Keywords: transcranial electrical stimulation, psychiatric disorder, anxious behavior, humans, clinical research

Introduction

Anxiety is one of the most prevalent and debilitating psychiatric conditions worldwide; the lifetime prevalence of anxiety disorders is around 17%.1,2 These disorders are usually classified based on the criteria defined by the Diagnostic and Statistical Manual of Mental Disorders, Fifth Edition (DSM-V).3 According to the DSM-V, anxiety disorders include those that share features of excessive fear and anxiety and related behavioral disturbances. These disorders include separation anxiety disorder, selective mutism, specific phobia, social anxiety disorder (social phobia), panic disorder, agoraphobia, generalized anxiety disorder, substance/medication-induced anxiety disorder, and anxiety disorder due to another medical condition.3

The Global Burden of Disease study found that in 2010, anxiety disorders were the sixth leading cause of disability in terms of years of life lived with disability, in both high-income and low- and middle-income countries. These data account for 390 disability adjusted life years per 100,000 persons (95% confidence interval, 191–371), with the highest burden in women and those aged 15 to 34 years, but with no change over time and no identifiable differences in burdens across regions.4,5

Anxiety disorders are associated with a broad range of profound negative sequelae. The complexity of mechanisms involved in the pathophysiology of anxiety-related disorders is closely linked to a wide range of clinical conditions and individual functioning.6 Previous studies have reported that patients with some anxiety-related disorders can present an imbalance between the activity of the right and the left dorsolateral prefrontal cortex (DLPFC), with hypoactivity in the left side and hyperactivity in the right side.7,8 As suggested, the hypoactivity of the right DLPFC is associated with negative emotional judgment, while hyperactivity is linked to attentional modulation.7 Similar dysfunctional patterns were found in patients with major depressive disorder (MDD),9 despite this condition being categorized as a depressive disorder (DSM-V). Furthermore, state and trait anxiety might trigger the activation of different areas in the central nervous system (CNS), where high state anxiety is associated with elevated activation of the amygdala and superior temporal sulcus, and high trait anxiety is associated with reduced activation in the lateral PFC, and dorsal and rostral anterior cingulate cortex (ACC).10

The treatment options for anxiety-related disorders are based on pharmacological and cognitive behavioral therapy interventions. Considering the wide diversity of symptoms and interindividual variability, these conditions are currently undertreated. Pharmacological therapy comprises the prescription of different classes of drugs, such as tricyclic antidepressants, selective serotonin reuptake inhibitors, selective serotonin-norepinephrine reuptake inhibitors, pregabalin, buspirone, benzodiazepines, and others.11 All drugs have significant side effects, for example, nausea, restlessness, headache, fatigue, increased or decreased appetite, weight gain or loss, tremor, sweating, and others that can lead to low adherence to medication. Therefore, alternative and complementary methods that can improve quality of life, and reduce anxiety levels in patients diagnosed with anxiety-related disorders need to be explored.

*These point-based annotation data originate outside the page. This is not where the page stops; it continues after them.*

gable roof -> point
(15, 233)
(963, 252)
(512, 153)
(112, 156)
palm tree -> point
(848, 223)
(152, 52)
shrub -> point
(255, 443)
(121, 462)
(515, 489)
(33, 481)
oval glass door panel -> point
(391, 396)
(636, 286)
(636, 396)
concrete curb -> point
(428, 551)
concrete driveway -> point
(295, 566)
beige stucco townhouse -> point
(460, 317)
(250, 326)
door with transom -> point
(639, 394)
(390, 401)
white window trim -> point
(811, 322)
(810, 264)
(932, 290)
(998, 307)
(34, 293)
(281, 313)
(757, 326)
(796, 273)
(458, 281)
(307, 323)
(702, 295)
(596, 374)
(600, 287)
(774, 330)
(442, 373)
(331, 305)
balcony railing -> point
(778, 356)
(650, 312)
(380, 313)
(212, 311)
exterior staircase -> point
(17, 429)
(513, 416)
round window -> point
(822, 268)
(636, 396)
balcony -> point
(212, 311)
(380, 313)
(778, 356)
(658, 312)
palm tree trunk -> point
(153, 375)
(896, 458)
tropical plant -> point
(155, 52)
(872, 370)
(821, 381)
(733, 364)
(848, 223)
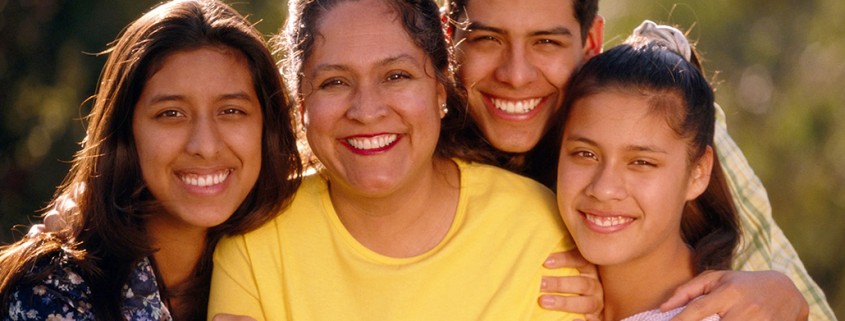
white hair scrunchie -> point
(669, 37)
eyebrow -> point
(384, 62)
(229, 96)
(632, 148)
(556, 31)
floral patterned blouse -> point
(64, 296)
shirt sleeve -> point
(62, 295)
(234, 289)
(763, 245)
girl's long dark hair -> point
(677, 90)
(105, 237)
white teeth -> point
(372, 142)
(605, 221)
(204, 180)
(516, 107)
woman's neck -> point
(406, 223)
(645, 283)
(178, 249)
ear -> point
(300, 106)
(595, 38)
(700, 174)
(441, 99)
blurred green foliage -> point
(777, 65)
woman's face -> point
(197, 128)
(371, 102)
(624, 178)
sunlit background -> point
(777, 65)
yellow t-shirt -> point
(305, 265)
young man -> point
(515, 59)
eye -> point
(398, 75)
(546, 41)
(584, 154)
(170, 113)
(333, 82)
(643, 163)
(232, 111)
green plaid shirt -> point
(763, 245)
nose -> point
(607, 184)
(516, 67)
(204, 140)
(368, 104)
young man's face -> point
(515, 60)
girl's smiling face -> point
(197, 128)
(624, 178)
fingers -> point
(586, 295)
(578, 285)
(571, 259)
(699, 310)
(743, 295)
(700, 285)
(576, 304)
(231, 317)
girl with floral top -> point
(190, 138)
(638, 185)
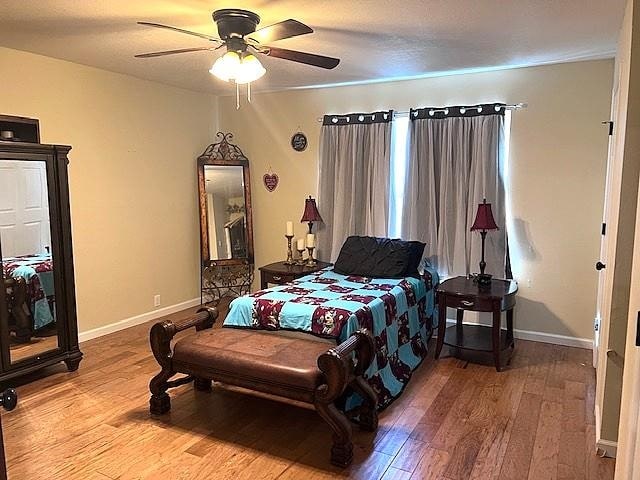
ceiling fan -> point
(237, 32)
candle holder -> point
(301, 260)
(310, 261)
(289, 260)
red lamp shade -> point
(311, 213)
(484, 218)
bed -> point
(398, 311)
(37, 272)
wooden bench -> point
(293, 368)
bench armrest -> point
(338, 366)
(163, 332)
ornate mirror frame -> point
(224, 277)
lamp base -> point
(483, 279)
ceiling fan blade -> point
(280, 31)
(302, 57)
(176, 29)
(173, 52)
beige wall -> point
(557, 168)
(133, 178)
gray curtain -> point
(353, 189)
(453, 164)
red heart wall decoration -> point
(270, 181)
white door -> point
(608, 245)
(24, 208)
(628, 458)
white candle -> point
(311, 240)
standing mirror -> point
(37, 306)
(27, 261)
(225, 221)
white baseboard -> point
(545, 337)
(137, 320)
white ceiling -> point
(375, 39)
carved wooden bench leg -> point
(160, 402)
(202, 384)
(368, 418)
(342, 449)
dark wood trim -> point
(68, 350)
(223, 153)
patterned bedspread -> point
(37, 270)
(398, 312)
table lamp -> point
(311, 213)
(484, 222)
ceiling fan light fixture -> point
(226, 66)
(241, 70)
(249, 70)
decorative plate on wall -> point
(270, 181)
(299, 141)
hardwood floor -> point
(454, 421)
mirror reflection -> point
(27, 264)
(224, 186)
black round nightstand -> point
(464, 294)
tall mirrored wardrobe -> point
(38, 325)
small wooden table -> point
(280, 273)
(464, 294)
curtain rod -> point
(405, 113)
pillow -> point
(379, 257)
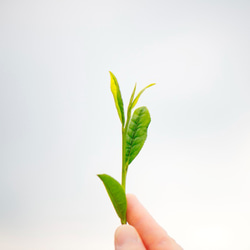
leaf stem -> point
(124, 169)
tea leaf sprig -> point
(134, 134)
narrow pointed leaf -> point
(130, 103)
(137, 133)
(117, 195)
(115, 89)
(138, 96)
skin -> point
(143, 232)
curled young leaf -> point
(117, 195)
(115, 89)
(137, 133)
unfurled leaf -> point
(138, 96)
(115, 89)
(136, 133)
(117, 195)
(130, 103)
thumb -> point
(127, 238)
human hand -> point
(143, 233)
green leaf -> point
(115, 89)
(138, 96)
(116, 194)
(130, 103)
(136, 133)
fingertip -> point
(127, 238)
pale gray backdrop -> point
(59, 127)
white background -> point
(59, 127)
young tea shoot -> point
(134, 134)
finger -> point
(153, 236)
(126, 238)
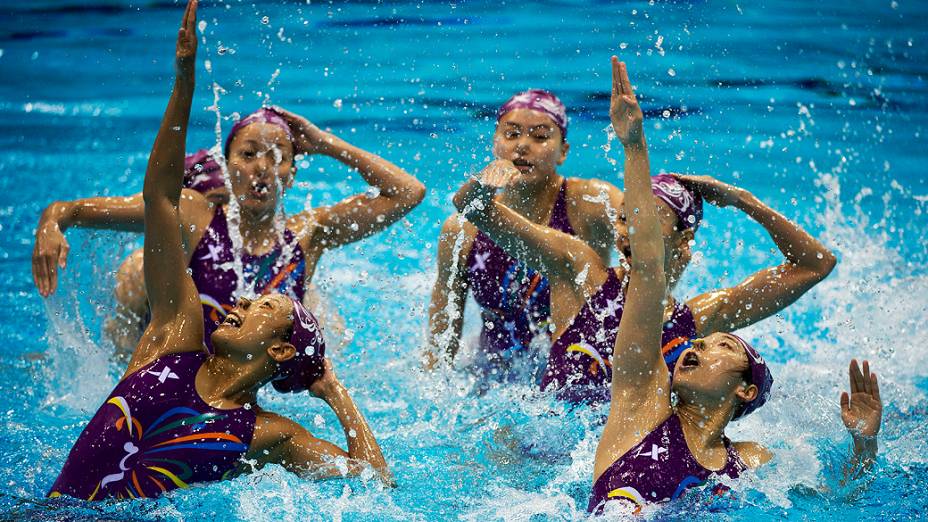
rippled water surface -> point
(819, 108)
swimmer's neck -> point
(225, 384)
(533, 200)
(704, 427)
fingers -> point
(51, 279)
(875, 386)
(39, 275)
(855, 377)
(626, 83)
(63, 255)
(190, 16)
(616, 82)
(865, 380)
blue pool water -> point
(819, 108)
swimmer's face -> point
(676, 243)
(255, 330)
(217, 196)
(532, 141)
(260, 165)
(714, 372)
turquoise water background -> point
(819, 108)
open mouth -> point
(523, 165)
(233, 319)
(260, 189)
(690, 360)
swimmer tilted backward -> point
(180, 415)
(652, 451)
(587, 295)
(259, 152)
(531, 131)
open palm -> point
(862, 408)
(186, 53)
(624, 110)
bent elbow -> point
(416, 194)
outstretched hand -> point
(716, 192)
(309, 138)
(185, 56)
(862, 409)
(498, 174)
(49, 254)
(624, 111)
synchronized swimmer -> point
(533, 246)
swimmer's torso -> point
(282, 270)
(579, 364)
(514, 299)
(153, 434)
(658, 469)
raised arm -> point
(110, 213)
(553, 253)
(770, 290)
(640, 380)
(449, 295)
(177, 320)
(862, 413)
(304, 454)
(361, 215)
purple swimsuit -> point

Brain stimulation techniques have been used as an alternative tool to assess and treat anxiety-related disorders. As shown by diagnostic neuromodulatory techniques, the DLPFC is involved in threat processing.12 An imbalance between the right and left DLPFC, with hyperactivation of the right frontal areas, is involved in the processing of negative emotions and generation of anxiety.13 A recent study showed that inhibitory transcranial magnetic stimulation (TMS), with pulses applied over the left DLPFC, triggers a disengagement bias in highly anxious individuals and determines attentional avoidance in less anxious individuals,13 characterizing the baseline status as a predictive factor of response to treatment.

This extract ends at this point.